Por Fernanda Cardoso

A Ciência engloba um conjunto de métodos e instrumentos para entender e interpretar a realidade; e, também, para agir sobre ela. A função social da ciência, desse modo, passa por impactar positivamente o bem estar social – ou a maneira como as pessoas vivem. Mas, como a ciência não é isenta de ideologias, é preciso ter atenção: a maneira como se interpreta, se age e se impacta o bem estar (e, também, de quem se impacta) é influenciada pela forma como se pratica a ciência.

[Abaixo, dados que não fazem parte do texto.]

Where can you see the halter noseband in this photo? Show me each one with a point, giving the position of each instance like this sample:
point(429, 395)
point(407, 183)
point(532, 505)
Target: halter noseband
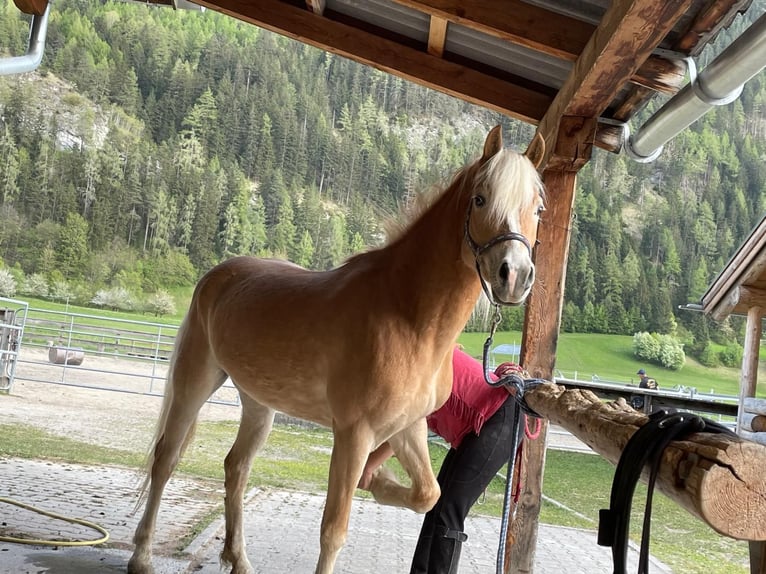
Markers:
point(478, 250)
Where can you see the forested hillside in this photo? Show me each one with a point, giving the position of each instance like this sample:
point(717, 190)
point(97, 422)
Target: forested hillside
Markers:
point(153, 143)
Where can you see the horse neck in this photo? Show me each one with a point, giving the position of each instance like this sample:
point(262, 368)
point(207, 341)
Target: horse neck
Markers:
point(431, 268)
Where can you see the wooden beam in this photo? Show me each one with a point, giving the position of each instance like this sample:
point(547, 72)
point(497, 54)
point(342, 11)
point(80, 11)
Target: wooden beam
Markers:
point(754, 423)
point(544, 31)
point(574, 144)
point(623, 40)
point(717, 478)
point(757, 557)
point(739, 297)
point(36, 7)
point(748, 379)
point(389, 56)
point(754, 406)
point(747, 263)
point(515, 21)
point(437, 36)
point(316, 6)
point(759, 437)
point(538, 353)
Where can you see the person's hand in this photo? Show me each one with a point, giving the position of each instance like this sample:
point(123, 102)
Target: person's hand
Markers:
point(366, 479)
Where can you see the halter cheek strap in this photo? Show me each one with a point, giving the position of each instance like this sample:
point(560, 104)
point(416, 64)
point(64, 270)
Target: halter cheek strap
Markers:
point(478, 249)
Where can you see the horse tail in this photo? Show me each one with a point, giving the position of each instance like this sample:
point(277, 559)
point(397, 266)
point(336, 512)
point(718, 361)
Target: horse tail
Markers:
point(159, 432)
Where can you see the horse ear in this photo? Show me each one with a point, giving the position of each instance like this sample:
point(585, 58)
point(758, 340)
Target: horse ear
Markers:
point(536, 150)
point(493, 144)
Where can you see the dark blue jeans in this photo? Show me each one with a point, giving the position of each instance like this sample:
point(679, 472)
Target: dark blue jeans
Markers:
point(464, 475)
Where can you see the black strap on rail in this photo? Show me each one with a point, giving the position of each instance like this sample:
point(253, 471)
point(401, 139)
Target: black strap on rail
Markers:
point(644, 447)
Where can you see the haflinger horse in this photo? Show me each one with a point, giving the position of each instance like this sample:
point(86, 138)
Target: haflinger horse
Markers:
point(365, 349)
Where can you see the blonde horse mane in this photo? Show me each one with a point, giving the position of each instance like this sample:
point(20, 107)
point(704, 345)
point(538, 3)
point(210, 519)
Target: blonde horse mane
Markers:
point(505, 171)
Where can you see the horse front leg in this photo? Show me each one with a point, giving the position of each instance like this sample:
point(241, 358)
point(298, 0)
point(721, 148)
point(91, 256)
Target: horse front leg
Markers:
point(254, 429)
point(349, 453)
point(411, 448)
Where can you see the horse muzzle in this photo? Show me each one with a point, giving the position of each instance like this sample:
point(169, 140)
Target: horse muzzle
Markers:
point(512, 282)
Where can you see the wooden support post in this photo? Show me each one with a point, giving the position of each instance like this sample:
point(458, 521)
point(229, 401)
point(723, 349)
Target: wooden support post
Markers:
point(758, 557)
point(749, 376)
point(747, 385)
point(541, 331)
point(717, 478)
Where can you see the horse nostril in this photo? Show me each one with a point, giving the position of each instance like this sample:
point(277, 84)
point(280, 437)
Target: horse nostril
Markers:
point(504, 272)
point(530, 277)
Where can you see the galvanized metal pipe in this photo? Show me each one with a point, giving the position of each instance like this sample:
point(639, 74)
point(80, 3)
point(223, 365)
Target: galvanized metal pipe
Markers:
point(38, 30)
point(719, 83)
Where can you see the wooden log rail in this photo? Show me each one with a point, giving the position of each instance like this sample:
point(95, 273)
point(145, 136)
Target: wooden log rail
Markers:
point(753, 422)
point(719, 479)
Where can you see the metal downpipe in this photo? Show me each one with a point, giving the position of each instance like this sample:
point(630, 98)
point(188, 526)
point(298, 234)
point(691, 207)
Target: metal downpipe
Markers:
point(720, 83)
point(38, 30)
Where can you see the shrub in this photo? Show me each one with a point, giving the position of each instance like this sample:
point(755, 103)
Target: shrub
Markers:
point(115, 298)
point(646, 347)
point(664, 350)
point(671, 353)
point(35, 285)
point(709, 357)
point(7, 283)
point(731, 356)
point(161, 303)
point(61, 290)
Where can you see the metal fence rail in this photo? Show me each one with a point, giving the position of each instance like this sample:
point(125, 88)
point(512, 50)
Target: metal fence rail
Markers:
point(101, 353)
point(13, 316)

Assim, a ciência pode levar à transformação social, porém também pode levar à conformação social, mantendo (ou justificando) um sistema de dominação prévio.

A Economia é uma ciência social aplicada: seus métodos, modelos teóricos e instrumentos servem para interpretar e agir sobre a dinâmica econômica. E, como qualquer ciência, é permeada por ideologias. E, diferente do que possa parecer, abarca uma diversidade de paradigmas científicos, que desdobram especialmente da perspectiva de Economia Política e da perspectiva do Economics.

O Pluralismo metodológico é desejável, e devemos sim defendê-lo. As ciências sociais, como a Economia, têm, no debate de ideias, uma de suas principais fontes para avançar. Porém, não seria demasiado exagerado afirmar que a responsabilidade da/o economista da periferia vai além. Lembremos: a ciência pode conformar, ou pode transformar um sistema de dominação prévio. As mudanças requeridas para a construção de uma sociedade justa não são poucas, tampouco simples, e envolvem disputas políticas e de poder historicamente estabelecidas. Como afirma Celso Furtado, “Quando o consenso se impõe a uma sociedade, é porque ela atravessa uma era pouco criativa” (Em busca de um novo modelo, 2002, p. 81). Não romper consensos significa, no contexto da periferia, manter-se preso à armadilha do subdesenvolvimento, caracterizado por desigualdades abissais e desrespeito aos direitos humanos mais basilares.

Onde estamos, senão presos a um consenso de ideias, teorias que nos retira os meios de transformar nosso futuro?

A Economia para pensar o futuro do Brasil envolve pensar fora da curva. Pensar fora da curva exige coragem, criatividade e responsabilidade: coragem para não se deixar convencer facilmente por consensos de política que não necessariamente nos dizem respeito; criatividade para desenvolver teorias e interpretações fora da curva que sejam mais adequadas ao nosso contexto e nossos problemas; e responsabilidade em fazer da ciência instrumento de transformação.

Afinal, a que e a quem deve servir a Economia e os/as economistas?

Fernanda Cardoso

Fernanda Cardoso é doutora em economia pela USP. Atualmente é professora da UFABC, pesquisando na área de desenvolvimento econômico.